# Snowy Day +Pvc+Duct Tape= 3 New Shooters



## jtilley (Dec 12, 2012)

I got sent home from work today due to foul weather. So while staying warm by the fire I put together some simple shooters. 1/2"x approx 4' pvc camo and orange duct tape. Darts are made from coat hangers and duct tape approx 6" long overall.


----------



## The Warrior (Dec 8, 2012)

Nice!


----------



## NaturalFork (Dec 7, 2012)

Bad ass! Nice. 

Sent from my Galaxy Nexus using Tapatalk 2


----------



## orcrender (Dec 8, 2012)

A good days work.


----------



## Turtle (Dec 6, 2012)

Great looking shooters and darts! I was looking at that camo tape the other day but passed on it. You've got me rethinking it as it really

spruced yours up and I don't like the stock white look on pvc.


----------



## jtilley (Dec 12, 2012)

Thanks everyone !



Turtle said:


> Great looking shooters and darts! I was looking at that camo tape the other day but passed on it. You've got me rethinking it as it really
> 
> spruced yours up and I don't like the stock white look on pvc.

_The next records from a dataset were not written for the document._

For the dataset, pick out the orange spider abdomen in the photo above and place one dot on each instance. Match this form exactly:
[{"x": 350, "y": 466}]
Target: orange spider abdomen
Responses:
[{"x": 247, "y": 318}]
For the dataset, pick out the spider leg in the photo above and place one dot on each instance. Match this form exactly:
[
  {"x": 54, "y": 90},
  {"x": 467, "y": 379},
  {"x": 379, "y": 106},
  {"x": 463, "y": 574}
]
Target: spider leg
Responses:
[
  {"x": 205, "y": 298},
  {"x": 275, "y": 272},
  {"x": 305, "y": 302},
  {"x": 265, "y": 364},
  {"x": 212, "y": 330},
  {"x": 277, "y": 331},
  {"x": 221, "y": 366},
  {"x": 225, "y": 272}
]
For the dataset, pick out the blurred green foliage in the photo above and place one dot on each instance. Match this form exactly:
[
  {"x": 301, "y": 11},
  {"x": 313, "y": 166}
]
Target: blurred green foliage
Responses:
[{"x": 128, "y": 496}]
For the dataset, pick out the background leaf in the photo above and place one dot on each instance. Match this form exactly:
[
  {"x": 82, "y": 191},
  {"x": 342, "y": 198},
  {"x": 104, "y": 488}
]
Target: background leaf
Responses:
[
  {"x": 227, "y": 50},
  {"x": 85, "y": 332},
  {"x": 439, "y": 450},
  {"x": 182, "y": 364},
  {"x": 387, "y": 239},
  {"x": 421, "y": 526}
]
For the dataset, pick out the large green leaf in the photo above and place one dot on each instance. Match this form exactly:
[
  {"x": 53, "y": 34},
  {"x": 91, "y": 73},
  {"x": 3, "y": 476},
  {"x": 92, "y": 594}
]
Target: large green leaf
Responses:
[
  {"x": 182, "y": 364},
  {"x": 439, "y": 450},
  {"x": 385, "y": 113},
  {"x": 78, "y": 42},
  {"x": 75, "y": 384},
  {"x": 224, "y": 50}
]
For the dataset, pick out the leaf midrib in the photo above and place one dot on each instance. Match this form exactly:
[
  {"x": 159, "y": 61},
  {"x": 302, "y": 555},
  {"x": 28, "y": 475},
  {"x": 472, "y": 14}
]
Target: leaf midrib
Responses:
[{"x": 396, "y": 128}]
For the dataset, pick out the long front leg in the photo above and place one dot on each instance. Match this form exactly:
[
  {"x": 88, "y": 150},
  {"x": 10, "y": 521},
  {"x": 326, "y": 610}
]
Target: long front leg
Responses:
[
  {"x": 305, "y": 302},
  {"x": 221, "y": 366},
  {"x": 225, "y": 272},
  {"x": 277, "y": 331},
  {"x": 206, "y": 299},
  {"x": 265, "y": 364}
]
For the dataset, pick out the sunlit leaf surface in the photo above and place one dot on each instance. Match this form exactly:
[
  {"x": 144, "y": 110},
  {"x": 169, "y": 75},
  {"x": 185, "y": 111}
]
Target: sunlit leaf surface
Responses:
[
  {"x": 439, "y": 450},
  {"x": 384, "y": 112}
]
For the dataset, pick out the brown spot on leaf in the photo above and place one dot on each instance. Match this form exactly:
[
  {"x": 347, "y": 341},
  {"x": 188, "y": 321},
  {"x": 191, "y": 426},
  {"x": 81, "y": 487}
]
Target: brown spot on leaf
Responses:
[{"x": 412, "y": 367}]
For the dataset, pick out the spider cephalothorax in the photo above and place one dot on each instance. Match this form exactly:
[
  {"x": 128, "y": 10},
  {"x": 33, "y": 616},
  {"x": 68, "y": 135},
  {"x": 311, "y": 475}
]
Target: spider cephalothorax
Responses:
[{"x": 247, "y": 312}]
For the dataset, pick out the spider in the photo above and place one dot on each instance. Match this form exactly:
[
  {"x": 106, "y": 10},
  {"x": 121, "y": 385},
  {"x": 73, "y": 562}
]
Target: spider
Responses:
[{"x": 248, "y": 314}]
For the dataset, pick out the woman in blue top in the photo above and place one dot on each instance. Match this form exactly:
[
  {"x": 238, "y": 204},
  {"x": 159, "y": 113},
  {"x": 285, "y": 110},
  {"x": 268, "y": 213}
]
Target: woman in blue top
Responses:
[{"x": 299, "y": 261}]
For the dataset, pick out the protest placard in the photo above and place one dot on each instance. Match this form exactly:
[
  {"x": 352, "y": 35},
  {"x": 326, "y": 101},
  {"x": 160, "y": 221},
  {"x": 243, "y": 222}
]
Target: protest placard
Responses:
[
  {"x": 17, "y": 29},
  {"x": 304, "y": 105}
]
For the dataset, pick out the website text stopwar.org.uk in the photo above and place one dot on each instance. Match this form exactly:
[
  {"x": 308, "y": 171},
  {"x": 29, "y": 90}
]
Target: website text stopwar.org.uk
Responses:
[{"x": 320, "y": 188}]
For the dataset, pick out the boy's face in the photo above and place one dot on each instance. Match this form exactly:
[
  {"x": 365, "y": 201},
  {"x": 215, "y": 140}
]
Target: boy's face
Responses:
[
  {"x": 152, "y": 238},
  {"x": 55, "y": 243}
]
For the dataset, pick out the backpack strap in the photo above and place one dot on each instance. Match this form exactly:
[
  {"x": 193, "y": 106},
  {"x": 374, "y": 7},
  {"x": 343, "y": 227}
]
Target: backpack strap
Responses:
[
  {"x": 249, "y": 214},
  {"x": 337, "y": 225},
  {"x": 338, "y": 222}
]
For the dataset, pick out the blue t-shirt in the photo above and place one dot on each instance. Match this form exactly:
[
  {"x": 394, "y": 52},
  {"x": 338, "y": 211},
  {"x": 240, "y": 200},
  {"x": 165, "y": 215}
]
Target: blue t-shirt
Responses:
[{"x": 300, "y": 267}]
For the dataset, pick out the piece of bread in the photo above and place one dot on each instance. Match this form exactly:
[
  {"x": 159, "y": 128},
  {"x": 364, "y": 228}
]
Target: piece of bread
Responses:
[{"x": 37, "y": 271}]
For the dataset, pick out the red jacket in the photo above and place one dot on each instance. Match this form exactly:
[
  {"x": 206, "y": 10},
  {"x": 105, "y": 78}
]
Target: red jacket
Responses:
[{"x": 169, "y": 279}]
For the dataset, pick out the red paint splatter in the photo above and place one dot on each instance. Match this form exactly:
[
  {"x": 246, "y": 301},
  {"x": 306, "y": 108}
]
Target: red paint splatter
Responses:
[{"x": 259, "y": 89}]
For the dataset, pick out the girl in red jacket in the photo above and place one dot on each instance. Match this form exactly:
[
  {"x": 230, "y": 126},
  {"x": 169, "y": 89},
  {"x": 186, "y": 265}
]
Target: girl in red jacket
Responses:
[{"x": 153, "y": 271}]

Turtle, if you gonna use pvc you gotta dress it up (in my opinion). The duct tape is an easy solution, one roll will do alot of guns, and you can pick up a roll for under $4.00, thats cheaper than a good grade spray paint


----------



## NaturalFork (Dec 7, 2012)

jtilley said:


> Thanks everyone !
> 
> 
> 
> ...


Agreed. The tape gives the pipe more stability as well.


----------



## superman365 (Dec 11, 2012)

Yes the tape definitely makes the gun....I'll put some on my next one


----------